Marseille faced with the problem of illegal dumping, “we close the big black spots but open mini-unloading”
Marseille has, among other things, a reputation as a dirty city and it’s not always stolen. Jean-Yves Sayag, metropolitan councilor in charge of the fight against illegal dumping, knows something about it. He is one of those who, in 2018, warned of the proliferation of illegal dumping carried out in the city by unscrupulous entrepreneurs.

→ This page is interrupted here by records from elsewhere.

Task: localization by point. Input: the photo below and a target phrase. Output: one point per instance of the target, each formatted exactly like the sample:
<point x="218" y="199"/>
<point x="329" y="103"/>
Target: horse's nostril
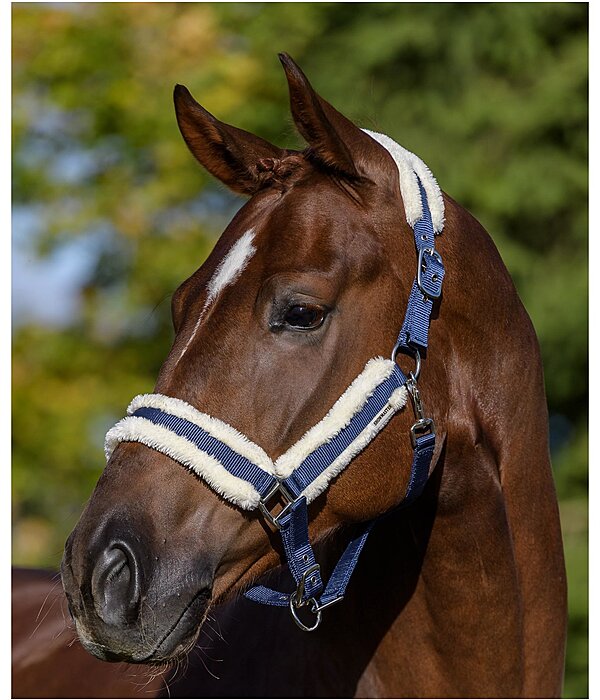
<point x="116" y="585"/>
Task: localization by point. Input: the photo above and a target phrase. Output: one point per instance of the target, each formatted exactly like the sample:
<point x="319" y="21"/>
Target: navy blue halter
<point x="292" y="520"/>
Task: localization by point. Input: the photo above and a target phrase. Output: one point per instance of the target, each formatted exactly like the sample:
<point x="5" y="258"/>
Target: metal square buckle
<point x="433" y="288"/>
<point x="278" y="489"/>
<point x="422" y="426"/>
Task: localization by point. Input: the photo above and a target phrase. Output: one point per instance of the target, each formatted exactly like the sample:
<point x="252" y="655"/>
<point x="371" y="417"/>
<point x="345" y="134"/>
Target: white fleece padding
<point x="350" y="402"/>
<point x="409" y="166"/>
<point x="232" y="488"/>
<point x="138" y="429"/>
<point x="316" y="488"/>
<point x="213" y="426"/>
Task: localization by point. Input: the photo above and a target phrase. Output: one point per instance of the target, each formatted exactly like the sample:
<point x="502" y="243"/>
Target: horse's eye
<point x="305" y="317"/>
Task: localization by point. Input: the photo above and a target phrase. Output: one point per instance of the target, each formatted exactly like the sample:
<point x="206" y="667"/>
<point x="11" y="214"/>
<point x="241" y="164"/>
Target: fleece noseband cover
<point x="225" y="458"/>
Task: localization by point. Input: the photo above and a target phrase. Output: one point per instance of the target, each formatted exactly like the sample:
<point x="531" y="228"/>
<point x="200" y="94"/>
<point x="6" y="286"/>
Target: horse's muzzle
<point x="128" y="604"/>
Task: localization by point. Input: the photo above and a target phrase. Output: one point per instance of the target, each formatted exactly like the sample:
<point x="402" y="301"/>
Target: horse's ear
<point x="232" y="155"/>
<point x="333" y="139"/>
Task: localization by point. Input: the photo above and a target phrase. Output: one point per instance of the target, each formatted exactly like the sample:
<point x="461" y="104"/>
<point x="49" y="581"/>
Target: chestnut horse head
<point x="309" y="280"/>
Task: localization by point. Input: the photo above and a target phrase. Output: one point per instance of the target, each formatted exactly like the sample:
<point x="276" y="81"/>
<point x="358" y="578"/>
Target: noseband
<point x="240" y="471"/>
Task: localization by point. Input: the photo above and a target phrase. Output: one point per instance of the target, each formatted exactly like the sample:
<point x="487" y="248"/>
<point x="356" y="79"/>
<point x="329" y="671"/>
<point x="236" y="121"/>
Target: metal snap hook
<point x="408" y="350"/>
<point x="314" y="609"/>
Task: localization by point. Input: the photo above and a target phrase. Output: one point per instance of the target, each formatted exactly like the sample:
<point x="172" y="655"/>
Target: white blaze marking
<point x="227" y="272"/>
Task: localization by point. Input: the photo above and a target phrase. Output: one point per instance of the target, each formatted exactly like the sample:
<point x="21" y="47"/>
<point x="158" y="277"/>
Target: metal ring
<point x="408" y="350"/>
<point x="298" y="621"/>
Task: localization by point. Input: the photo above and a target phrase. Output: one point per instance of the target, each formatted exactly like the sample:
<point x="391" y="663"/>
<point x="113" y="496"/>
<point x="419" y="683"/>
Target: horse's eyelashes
<point x="305" y="316"/>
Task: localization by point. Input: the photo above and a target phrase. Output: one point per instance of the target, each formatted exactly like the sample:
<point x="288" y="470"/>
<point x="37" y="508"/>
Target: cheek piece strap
<point x="240" y="471"/>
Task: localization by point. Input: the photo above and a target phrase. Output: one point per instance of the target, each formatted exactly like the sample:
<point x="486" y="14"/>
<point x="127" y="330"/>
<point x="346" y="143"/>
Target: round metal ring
<point x="408" y="350"/>
<point x="298" y="621"/>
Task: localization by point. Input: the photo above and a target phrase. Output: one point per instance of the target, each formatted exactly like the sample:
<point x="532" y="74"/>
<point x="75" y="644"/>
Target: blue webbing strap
<point x="415" y="329"/>
<point x="340" y="577"/>
<point x="232" y="461"/>
<point x="322" y="457"/>
<point x="427" y="285"/>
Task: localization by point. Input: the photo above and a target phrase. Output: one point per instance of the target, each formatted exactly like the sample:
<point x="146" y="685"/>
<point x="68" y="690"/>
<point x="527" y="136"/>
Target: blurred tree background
<point x="111" y="212"/>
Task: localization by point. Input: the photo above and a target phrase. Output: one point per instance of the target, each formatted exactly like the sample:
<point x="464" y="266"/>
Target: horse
<point x="47" y="659"/>
<point x="460" y="590"/>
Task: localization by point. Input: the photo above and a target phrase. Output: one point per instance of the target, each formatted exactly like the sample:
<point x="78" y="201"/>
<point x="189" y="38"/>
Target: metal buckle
<point x="408" y="350"/>
<point x="287" y="497"/>
<point x="314" y="608"/>
<point x="423" y="424"/>
<point x="297" y="602"/>
<point x="421" y="266"/>
<point x="299" y="594"/>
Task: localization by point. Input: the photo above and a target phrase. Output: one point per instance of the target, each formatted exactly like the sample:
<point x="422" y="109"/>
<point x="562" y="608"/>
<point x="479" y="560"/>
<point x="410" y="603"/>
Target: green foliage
<point x="492" y="96"/>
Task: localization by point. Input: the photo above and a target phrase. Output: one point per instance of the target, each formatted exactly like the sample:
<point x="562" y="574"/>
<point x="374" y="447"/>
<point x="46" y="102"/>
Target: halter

“It’s actually something that has always existed, I just made it a little more visible”, explains the one who entered politics after his media coverage and a rant filmed on a plot of land in the Capitaine-Gèze district strewn wreckage of cars and caravans. “It buzzed and after quickly, the services came to dump everything. »
Closure of “big black spots” but opening of “mini-wild dumps”
The fight against wild dumps, he has made the fight of his life and has not stopped, between holding his snack and his political activity, to track them down. A bit like Don Quixote faces the windmills. “We manage to close the big black spots, like the Trois Lucs cemetery, but very often that just relocates the problem. New wild mini-dumps are opening,” he observes.
A walk on certain sectors is enough to be convinced. At the bottom of La Madrague-Ville, a stone’s throw from the CMA-CGM tower and on the edge of the Euromed urban renewal program lie mountains of tires among the rubble, an old fuel tank, the remains of a dwelling that been emptied or construction site residues such as broken tiles and some expired food.
Bullying
Those who savagely dump this rubbish are well organized, they have even traded in it. “Companies charge building contractors between 350 and 500 euros to clear their site of waste. Then, instead of taking it all to the recycler, they pay small hands, who for a ticket are responsible for depositing it where there is room. In 2021, the Marseille public prosecutor’s office was seized of 72 procedures for such offenses. And for some, it’s storefront businesses. “Three months ago, we came to burn my snack. Six outbreaks of fire were noted, ”he grumbles, before a very Marseille tirade against those who could have done this. “Finally, this is not the first bullying. »
To clean these black spots, the metropolis of Aix-Marseille spends 1.6 million euros each year, but does not have police powers and many places where waste is dumped belong to other communities or to private. At the end of December, the city of Marseilles voted to create an environmental brigade, made up of municipal police officers who had received specific training, and planned to install mobile cameras. Since the beginning of 2022, it has transmitted 15 cases to the prosecution.